Hecht’s philosophy has proven popular in Israel. The Hadera Democratic School was meant to hold 350 students, but it quickly developed such a strong reputation for offering a unique, world-class education that it soon had a waiting list of more then 3,500 students. Before his death, Prime Minister Yitzhak Rabin championed democratic education, and his Ministry of Education granted it high levels of financial support. After Rabin’s assassination, government support waned. When Binyamin Netanyahu took the reins of power, he cut the education budget, and those who supported a democratic education system left the government.
The Institute for Democratic Education picked up the torch in the private sector and continues to spread the word within Israel and internationally. In Israel, public support for democratic education remains strong, Hecht reports.
In a truly democratic school, a peaceful, harmonious learning environment usually blooms, Hecht said. As an example, he pointed to a school in one of the most impoverished, crime-ridden areas of Tel Aviv that now follows the democratic philosophy: Violence, once an enormous problem, has been virtually eradicated, he said. The performance of the students has risen dramatically, and the school is looked upon with measured awe by the Israeli educational community.
According to Hecht, democratic education’s emphasis on nonviolence even benefits those schools in which violence has not reached crisis-like proportions. A culture of aggression, he said, is now a major scourge facing educational systems around the world. Students cannot think creatively in an environment plagued by behavior unconducive to creative thought, Hecht said, behavior that urges a sort of simplistic “anything to get ahead, me-first” mentality.
From his travels around the world observing numerous public and private schools, Hecht has come to the conclusion that educational systems have not responded adequately to the technological advances and seismic social shifts of recent decades, from the decline of the traditional nuclear family to heightened levels of aggression.

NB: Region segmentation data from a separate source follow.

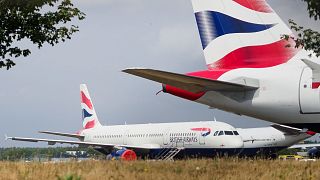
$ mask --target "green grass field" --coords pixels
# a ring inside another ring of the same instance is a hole
[[[0,162],[0,179],[320,179],[320,161],[213,159]]]

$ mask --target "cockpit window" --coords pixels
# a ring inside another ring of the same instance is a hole
[[[220,131],[219,132],[219,136],[223,136],[224,135],[224,132],[223,131]]]

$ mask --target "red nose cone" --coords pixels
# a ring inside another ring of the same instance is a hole
[[[163,92],[165,92],[165,93],[169,93],[174,96],[178,96],[178,97],[188,99],[191,101],[195,101],[205,94],[205,92],[192,93],[192,92],[189,92],[189,91],[186,91],[183,89],[179,89],[174,86],[165,85],[165,84],[163,84],[162,87],[163,87]]]

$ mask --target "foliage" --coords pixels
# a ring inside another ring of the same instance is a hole
[[[66,151],[86,151],[83,157],[100,158],[101,153],[92,148],[79,147],[50,147],[50,148],[0,148],[0,160],[19,161],[35,158],[69,157]],[[78,157],[82,157],[78,154]],[[104,156],[103,156],[104,157]]]
[[[71,0],[0,0],[0,68],[15,65],[12,58],[28,56],[30,49],[18,45],[30,41],[41,48],[70,39],[78,26],[67,25],[85,14]]]
[[[320,1],[319,0],[303,0],[308,4],[310,18],[320,19]]]
[[[198,159],[185,161],[0,162],[0,179],[319,179],[320,161]]]

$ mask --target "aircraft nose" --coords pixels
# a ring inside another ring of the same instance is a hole
[[[230,142],[228,148],[240,149],[240,148],[243,148],[243,146],[244,146],[244,143],[242,138],[240,136],[237,136]]]

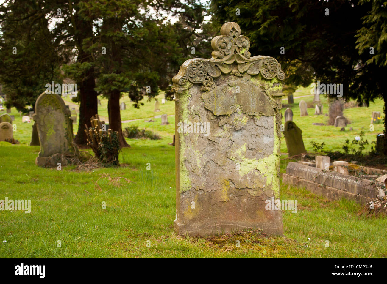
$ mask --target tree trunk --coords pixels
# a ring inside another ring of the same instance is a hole
[[[118,141],[120,146],[130,147],[125,140],[121,122],[121,113],[120,111],[120,97],[121,93],[119,90],[112,91],[109,97],[108,102],[109,112],[109,128],[114,131],[118,131]]]

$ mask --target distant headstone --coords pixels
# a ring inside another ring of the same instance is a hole
[[[250,57],[236,23],[221,34],[212,39],[212,58],[186,61],[172,79],[175,229],[206,236],[253,228],[282,235],[281,211],[266,205],[279,196],[285,74],[274,58]]]
[[[371,115],[371,123],[375,124],[382,122],[382,117],[380,111],[373,111]]]
[[[4,121],[7,121],[12,124],[12,118],[10,116],[6,113],[0,116],[0,123]]]
[[[160,103],[157,99],[154,102],[154,112],[160,111]]]
[[[337,116],[335,119],[335,127],[345,127],[347,126],[347,120],[344,116]]]
[[[285,122],[293,120],[293,112],[289,108],[285,111]]]
[[[322,170],[329,170],[330,158],[329,156],[316,156],[316,167]]]
[[[289,121],[285,122],[284,136],[289,156],[307,151],[302,140],[302,131],[293,121]]]
[[[39,136],[38,135],[38,128],[36,127],[36,122],[32,126],[32,136],[31,136],[31,142],[30,142],[30,146],[39,146],[40,145],[39,143]]]
[[[161,116],[161,125],[169,124],[168,122],[168,116],[167,114],[163,114]]]
[[[337,116],[342,116],[344,103],[342,100],[334,99],[329,102],[328,113],[329,118],[328,120],[328,125],[334,125],[335,119]]]
[[[13,138],[12,124],[8,121],[0,123],[0,141],[4,141],[5,139],[12,139]]]
[[[42,93],[35,104],[34,120],[36,122],[40,151],[35,163],[41,167],[62,166],[67,161],[62,155],[72,149],[72,124],[70,111],[58,95]]]
[[[308,115],[308,106],[305,100],[301,100],[298,104],[298,107],[300,107],[301,116],[306,116]]]

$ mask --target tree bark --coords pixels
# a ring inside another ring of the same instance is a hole
[[[121,112],[120,111],[120,97],[121,92],[119,90],[112,91],[109,97],[108,102],[109,113],[109,128],[114,131],[118,133],[118,141],[120,146],[123,147],[130,147],[125,140],[122,133],[122,124],[121,121]]]

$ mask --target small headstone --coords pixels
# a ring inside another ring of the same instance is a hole
[[[157,99],[154,102],[154,112],[160,111],[160,103]]]
[[[0,116],[0,123],[3,121],[7,121],[10,123],[12,124],[12,118],[8,114],[5,113]]]
[[[349,174],[348,172],[349,164],[348,162],[345,161],[335,161],[332,163],[335,172],[344,175]]]
[[[284,135],[289,156],[305,153],[307,151],[302,140],[302,131],[297,127],[294,122],[289,121],[285,123]]]
[[[32,126],[32,136],[31,136],[31,142],[30,142],[29,146],[39,146],[40,145],[39,136],[38,135],[38,128],[36,127],[36,122],[35,122]]]
[[[298,104],[298,107],[300,107],[300,112],[301,116],[306,116],[308,115],[308,106],[305,100],[301,100]]]
[[[335,127],[345,127],[347,126],[347,119],[344,116],[337,116],[335,119]]]
[[[382,117],[381,117],[380,112],[373,111],[371,115],[371,123],[375,124],[380,123],[382,122]]]
[[[67,164],[63,154],[72,148],[72,124],[70,111],[58,95],[42,93],[35,104],[34,120],[36,122],[40,151],[35,163],[40,167]]]
[[[8,121],[0,123],[0,141],[4,141],[5,139],[12,139],[13,138],[12,124]]]
[[[166,114],[163,114],[161,116],[161,125],[166,125],[169,124],[168,122],[168,116]]]
[[[285,122],[293,120],[293,112],[289,108],[285,111]]]
[[[316,105],[316,107],[315,108],[315,114],[317,114],[317,115],[319,115],[320,114],[323,114],[322,113],[322,104],[317,104]]]
[[[329,156],[316,156],[316,167],[322,170],[329,170],[330,158]]]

“The school system has changed,” Hecht said, “just not in the same direction” as the world. Proponents of democratic education demand immediate, relevant change, he said. They want a system that interacts with the world in a positive way, he said, rather than one that forms an insular cocoon of mediocrity.
Dana Bennis, the teacher who organized the conference at Calhoun, emphasized the potential benefits of democratic education to America. “Education is so strict right now, so limiting, that it detracts from learning,” he said. “We’re living in an information age, where there are more than factory-line jobs. New areas are opening every day. You need to know how to learn and how to be creative, and these skills are enforced by a democratic education.”